Die Beklagte rechnen gegen den gesamten noch offenstehenden Betrag mit Gegenforderungen in Höhe von insgesamt 17 799,78 DM auf. Darunter befindet sich eine Vertragsstrafe von 6 200 DM, die die Beklagte aus einer nach ihrer Behauptung mit R. am 9. 9. 1965 mündlich getroffenen besonderen Vereinbarung herleiten. Diese Absprache ist von den damaligen Prozessbevollmächtigten der Beklagte unter dem 18. 11. 1965 dahin bestätigt worden, dass sich R. zur Fertigstellung des Bauwerks nunmehr bis spätestens 15. 1. 1966 und zur Leistung einer Vertragsstrafe von 200 DM für jede angefangene Woche -ab 16. 1. verpflichtet habe, die sofort mit dem Abbruch der ersten und jeder weiteren Woche fällig werde.

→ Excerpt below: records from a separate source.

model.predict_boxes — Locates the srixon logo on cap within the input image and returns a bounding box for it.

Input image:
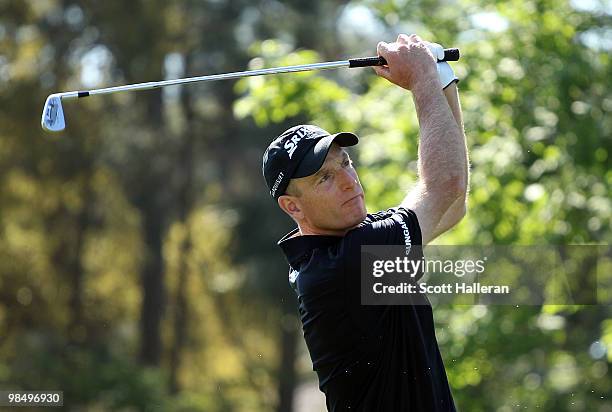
[283,127,317,159]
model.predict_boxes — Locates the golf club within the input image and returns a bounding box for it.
[41,49,459,132]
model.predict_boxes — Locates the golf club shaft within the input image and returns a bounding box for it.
[58,49,459,99]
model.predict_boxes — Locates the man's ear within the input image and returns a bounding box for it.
[278,195,304,221]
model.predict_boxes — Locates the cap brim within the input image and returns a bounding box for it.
[291,132,359,178]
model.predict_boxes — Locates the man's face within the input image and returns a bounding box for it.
[279,143,367,235]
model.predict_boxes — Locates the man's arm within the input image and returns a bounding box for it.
[420,83,470,239]
[375,35,468,244]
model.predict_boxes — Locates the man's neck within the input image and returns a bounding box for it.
[295,224,353,237]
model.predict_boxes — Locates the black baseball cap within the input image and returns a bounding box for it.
[262,124,359,199]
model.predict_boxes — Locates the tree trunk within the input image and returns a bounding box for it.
[170,63,195,394]
[276,305,298,412]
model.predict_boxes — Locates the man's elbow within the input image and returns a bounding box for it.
[446,175,468,205]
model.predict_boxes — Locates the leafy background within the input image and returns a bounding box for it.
[0,0,612,412]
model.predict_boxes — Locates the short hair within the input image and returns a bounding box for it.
[285,179,302,197]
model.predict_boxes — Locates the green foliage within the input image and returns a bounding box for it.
[0,0,612,412]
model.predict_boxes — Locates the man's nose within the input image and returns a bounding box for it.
[340,170,357,190]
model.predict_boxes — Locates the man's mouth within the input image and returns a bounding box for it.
[342,193,363,206]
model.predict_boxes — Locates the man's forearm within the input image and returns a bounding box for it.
[412,84,468,196]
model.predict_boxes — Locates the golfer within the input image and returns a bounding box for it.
[263,35,469,412]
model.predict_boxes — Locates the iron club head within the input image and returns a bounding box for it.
[40,94,66,132]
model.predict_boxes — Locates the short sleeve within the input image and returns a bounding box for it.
[345,207,422,246]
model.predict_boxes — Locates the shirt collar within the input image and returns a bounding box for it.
[278,228,342,270]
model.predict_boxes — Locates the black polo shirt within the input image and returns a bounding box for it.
[279,207,455,412]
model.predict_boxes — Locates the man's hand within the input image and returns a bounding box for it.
[375,34,469,245]
[374,34,442,92]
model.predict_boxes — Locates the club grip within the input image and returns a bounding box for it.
[349,49,460,68]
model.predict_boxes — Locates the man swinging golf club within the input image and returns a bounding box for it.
[263,35,469,412]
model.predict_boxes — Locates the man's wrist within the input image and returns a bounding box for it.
[410,76,442,98]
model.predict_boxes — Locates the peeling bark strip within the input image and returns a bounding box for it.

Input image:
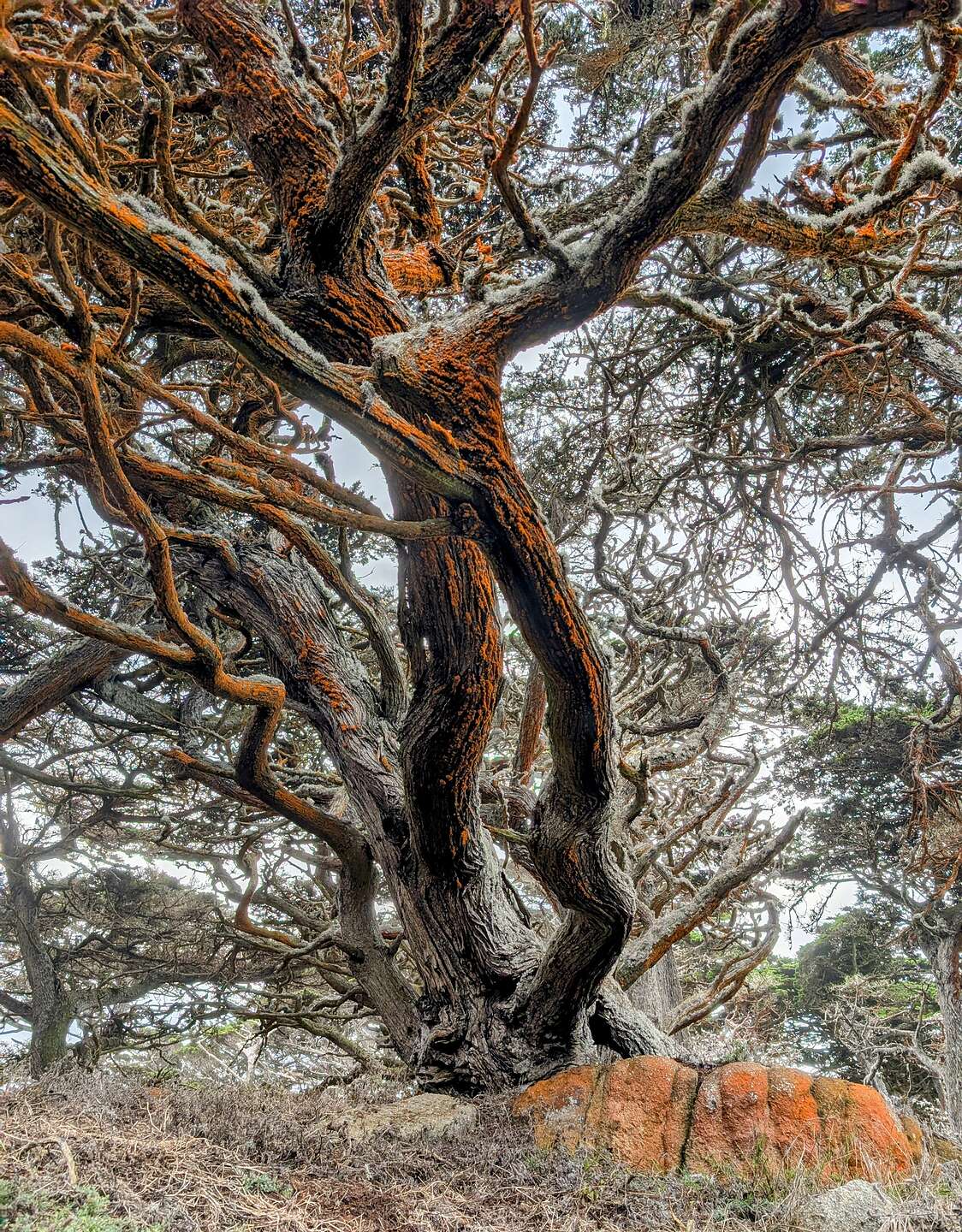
[514,1057,922,1184]
[0,0,962,1093]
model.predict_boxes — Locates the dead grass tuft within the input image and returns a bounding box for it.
[0,1072,962,1232]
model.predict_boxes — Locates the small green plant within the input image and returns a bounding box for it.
[0,1181,162,1232]
[241,1171,294,1198]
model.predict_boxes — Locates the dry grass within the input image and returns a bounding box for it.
[0,1073,962,1232]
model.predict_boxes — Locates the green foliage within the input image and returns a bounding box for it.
[0,1181,162,1232]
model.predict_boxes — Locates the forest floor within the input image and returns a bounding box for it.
[0,1072,962,1232]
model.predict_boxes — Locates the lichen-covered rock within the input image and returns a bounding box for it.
[515,1057,922,1182]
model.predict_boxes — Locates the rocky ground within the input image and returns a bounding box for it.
[0,1075,962,1232]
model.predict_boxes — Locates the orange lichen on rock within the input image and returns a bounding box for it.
[585,1057,698,1173]
[514,1057,922,1182]
[514,1066,601,1151]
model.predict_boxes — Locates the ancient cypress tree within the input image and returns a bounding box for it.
[0,0,959,1089]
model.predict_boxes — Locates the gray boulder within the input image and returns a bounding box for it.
[799,1181,895,1232]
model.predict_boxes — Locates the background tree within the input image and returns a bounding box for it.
[782,698,962,1131]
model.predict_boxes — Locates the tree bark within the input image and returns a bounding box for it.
[0,795,75,1078]
[923,908,962,1137]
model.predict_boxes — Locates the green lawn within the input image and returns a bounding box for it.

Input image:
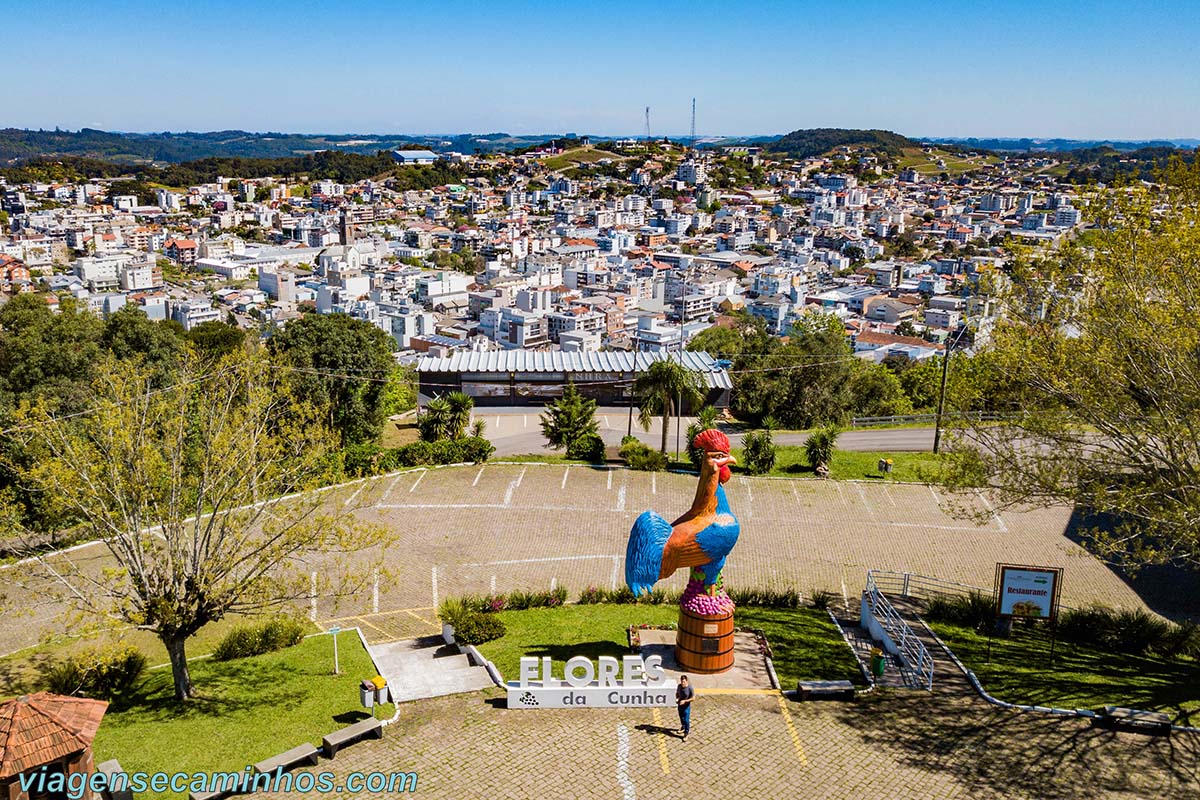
[896,148,1000,175]
[541,148,625,170]
[930,622,1200,724]
[734,608,866,690]
[95,631,394,796]
[0,616,274,699]
[479,603,863,688]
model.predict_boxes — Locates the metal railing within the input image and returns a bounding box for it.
[866,570,1075,612]
[866,570,992,600]
[865,571,934,690]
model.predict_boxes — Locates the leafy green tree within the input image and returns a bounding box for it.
[850,361,912,416]
[383,365,416,416]
[742,428,775,475]
[804,425,841,477]
[416,396,454,441]
[0,293,103,413]
[6,353,386,700]
[634,360,704,455]
[101,306,187,385]
[268,314,396,445]
[731,313,858,428]
[896,359,942,411]
[540,380,600,457]
[949,161,1200,567]
[446,392,475,439]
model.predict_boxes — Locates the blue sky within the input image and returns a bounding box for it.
[0,0,1200,138]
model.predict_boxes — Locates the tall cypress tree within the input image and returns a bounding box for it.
[541,381,599,456]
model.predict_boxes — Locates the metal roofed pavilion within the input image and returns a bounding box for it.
[416,350,733,390]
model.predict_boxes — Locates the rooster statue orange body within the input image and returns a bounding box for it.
[625,431,739,613]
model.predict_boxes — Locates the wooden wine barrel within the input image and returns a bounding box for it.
[676,608,733,675]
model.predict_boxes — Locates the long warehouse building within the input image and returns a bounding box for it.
[416,350,733,413]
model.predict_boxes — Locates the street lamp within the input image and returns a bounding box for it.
[934,324,967,456]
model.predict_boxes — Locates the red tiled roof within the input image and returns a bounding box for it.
[0,692,108,781]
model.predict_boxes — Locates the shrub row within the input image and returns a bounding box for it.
[1058,606,1200,658]
[620,437,667,473]
[451,613,508,644]
[342,437,492,477]
[576,587,679,606]
[46,645,146,703]
[212,616,305,661]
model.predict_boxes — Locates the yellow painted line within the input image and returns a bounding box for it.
[359,619,396,638]
[654,709,671,775]
[325,606,436,622]
[779,694,809,766]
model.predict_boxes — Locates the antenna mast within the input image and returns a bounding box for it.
[691,97,696,150]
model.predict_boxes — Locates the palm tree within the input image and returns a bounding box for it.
[416,396,451,441]
[634,359,704,455]
[446,392,475,439]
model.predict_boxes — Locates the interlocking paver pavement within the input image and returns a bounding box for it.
[0,464,1161,651]
[260,692,1200,800]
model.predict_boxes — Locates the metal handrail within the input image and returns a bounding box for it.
[866,570,1075,610]
[866,570,934,690]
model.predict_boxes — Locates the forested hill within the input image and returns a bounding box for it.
[766,128,920,158]
[0,128,550,164]
[0,151,487,190]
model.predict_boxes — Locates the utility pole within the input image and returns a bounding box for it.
[934,344,954,456]
[934,325,967,456]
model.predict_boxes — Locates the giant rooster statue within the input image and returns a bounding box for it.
[625,431,739,673]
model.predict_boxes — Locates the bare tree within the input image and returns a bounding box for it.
[7,353,386,699]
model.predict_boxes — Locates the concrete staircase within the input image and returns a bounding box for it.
[370,636,494,703]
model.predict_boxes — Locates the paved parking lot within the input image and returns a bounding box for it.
[255,690,1200,800]
[0,463,1156,651]
[333,464,1141,633]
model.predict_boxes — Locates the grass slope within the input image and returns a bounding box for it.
[95,632,392,796]
[930,622,1200,724]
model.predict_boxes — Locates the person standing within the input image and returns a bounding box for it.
[676,675,696,741]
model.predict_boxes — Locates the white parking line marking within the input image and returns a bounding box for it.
[504,467,528,507]
[379,473,404,503]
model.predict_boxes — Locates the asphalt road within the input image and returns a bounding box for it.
[475,408,934,456]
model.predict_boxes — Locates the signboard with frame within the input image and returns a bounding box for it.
[996,564,1062,622]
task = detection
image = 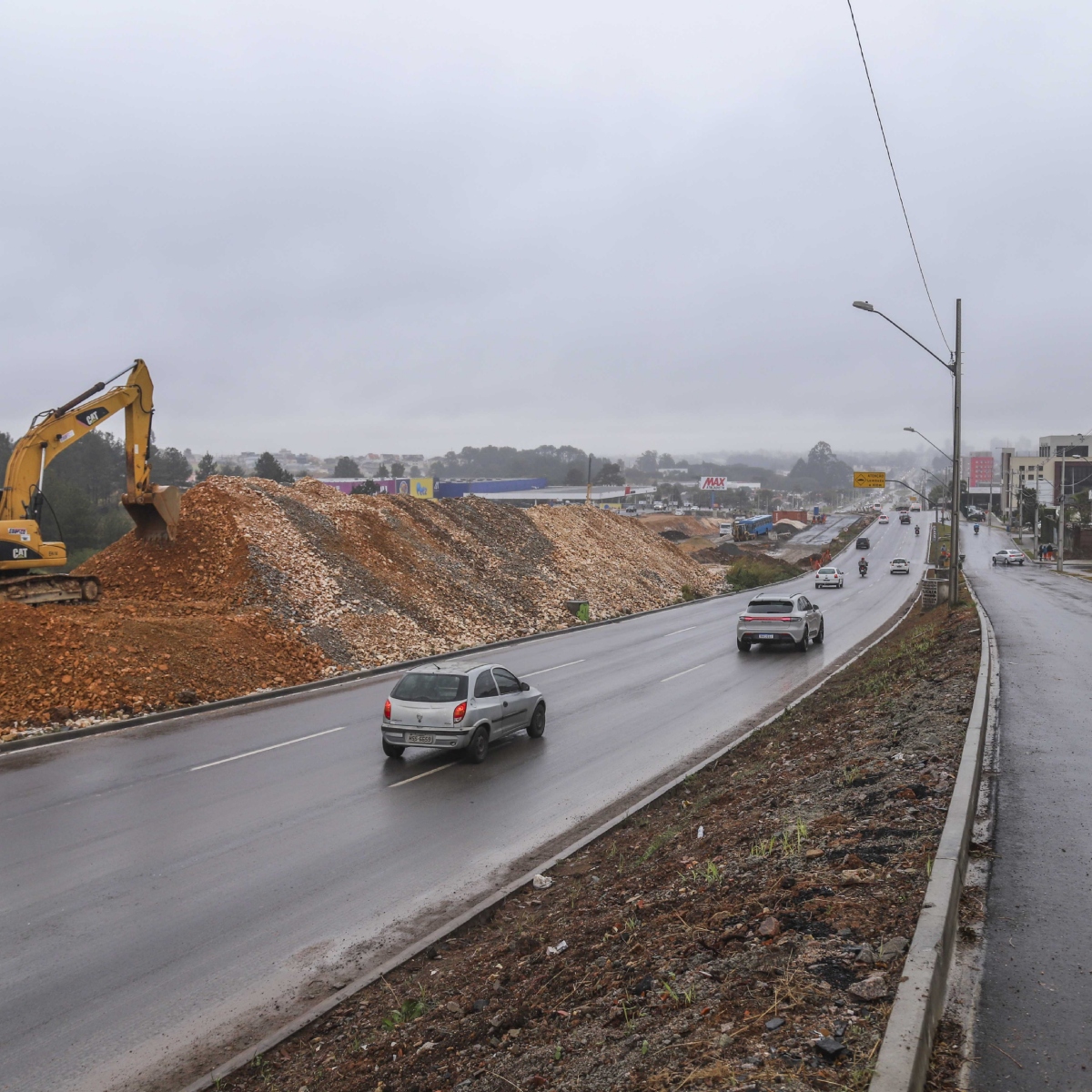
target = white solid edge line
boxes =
[182,590,922,1092]
[520,657,588,679]
[190,724,349,774]
[387,763,459,788]
[660,664,705,682]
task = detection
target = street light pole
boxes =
[853,299,963,607]
[902,425,952,462]
[948,299,963,607]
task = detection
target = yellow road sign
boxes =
[853,470,886,490]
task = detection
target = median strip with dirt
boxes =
[210,590,979,1092]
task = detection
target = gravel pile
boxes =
[220,602,979,1092]
[0,477,716,739]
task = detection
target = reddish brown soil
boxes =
[0,477,716,739]
[220,606,979,1092]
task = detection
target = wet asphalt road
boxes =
[0,518,926,1092]
[966,531,1092,1092]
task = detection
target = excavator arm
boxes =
[0,360,180,597]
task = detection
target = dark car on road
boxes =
[736,592,824,652]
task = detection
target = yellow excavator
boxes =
[0,360,181,602]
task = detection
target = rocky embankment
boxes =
[0,477,716,739]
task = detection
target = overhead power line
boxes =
[845,0,952,353]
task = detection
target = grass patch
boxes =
[724,555,801,592]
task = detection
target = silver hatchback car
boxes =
[736,592,824,652]
[382,664,546,763]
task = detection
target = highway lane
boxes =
[965,529,1092,1078]
[0,518,926,1092]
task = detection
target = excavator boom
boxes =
[0,360,181,602]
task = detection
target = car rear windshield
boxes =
[391,672,466,701]
[747,600,793,613]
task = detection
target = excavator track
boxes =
[0,572,103,605]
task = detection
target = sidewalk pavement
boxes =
[966,531,1092,1092]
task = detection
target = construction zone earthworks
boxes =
[0,477,719,741]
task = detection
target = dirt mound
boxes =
[0,477,715,724]
[638,512,721,539]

Das Landgericht hat die Klage abgewiesen. Es hat Gegenansprüche der Beklagte in einer Gesamthöhe von 9 775,37 DM (darunter eine Vertragsstrafe von 4 200 DM) bejaht, die die Klageforderung übersteigen. Das Oberlandesgericht hat die dagegen von der Kläger erhobene Berufung durch Teilurteil hinsichtlich eines Betrags von 4639,39 DM zurückgewiesen. Es hält bis jetzt Gegenansprüche der Beklagten von insgesamt 9639,39 DM (darunter eine Vertragsstrafe von 6 200 DM) für gerechtfertigt, von denen es aber 5 000 DM auf den nicht eingeklagten Teil der unstreitig noch offenstehenden, auf die Kläger übergegangenen Restforderung R. gegen die Beklagte verrechnet.

Mit der vom Berufungsgericht zugelassenen Rev. greift die Kläger dieses Urteil nur insoweit an, als die von der Beklagte geltend gemachte Vertragsstrafe in Höhe von 4 200 DM in Frage steht. Die Rev. führte insoweit zur Aufhebung einer Zurückverweisung.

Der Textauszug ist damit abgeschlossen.